# Sunday Night Sharks?



## hooked4life (Jan 25, 2012)

I'm new in town and wanting to start doing more fishing. I'm hoping to get off early enough Sunday to go net some pin fish for bait before the sun sets. Any suggestions on where to fish?


----------



## Chris Gatorfan (Apr 8, 2012)

It all depends on what equipment you have. Alot of land locked people go to Bob Sikes bridge. But if you have a kayak then hitting the gulf or the Sound and yaking your bait out a few hundred yards is the better bet. Also what size rod and reel are you using, and as for bait try to get some mullet, ray, ladyfish, blue fish, or if possible a bonito.


----------



## hooked4life (Jan 25, 2012)

Bob Sykes bridge was the plan. I have a penn 7500 spooled with 60 lb. braid for main line, was gonna put a steel leader on and size 6 or 7 hook.
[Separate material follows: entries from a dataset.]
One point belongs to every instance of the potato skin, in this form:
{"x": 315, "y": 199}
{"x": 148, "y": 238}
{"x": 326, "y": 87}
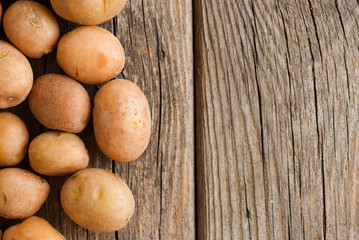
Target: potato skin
{"x": 122, "y": 120}
{"x": 14, "y": 139}
{"x": 16, "y": 76}
{"x": 31, "y": 27}
{"x": 89, "y": 12}
{"x": 60, "y": 103}
{"x": 91, "y": 55}
{"x": 21, "y": 193}
{"x": 33, "y": 228}
{"x": 98, "y": 200}
{"x": 58, "y": 154}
Mullet is always a possibility to net but if you know where to pick up some bonito, that would probably be my best bet. Anyone else looking to try em Sunday night?


----------



## Chris Gatorfan (Apr 8, 2012)

You can check with the charter boats, or either go to gulf breeze bait and tackle they carry bonito


----------



## jmiller2502 (May 31, 2013)

if you go to gulf breeze bait and tackle on gulf breeze parkway they usually have some mullet for not to expensive and sometimes they have bonita


----------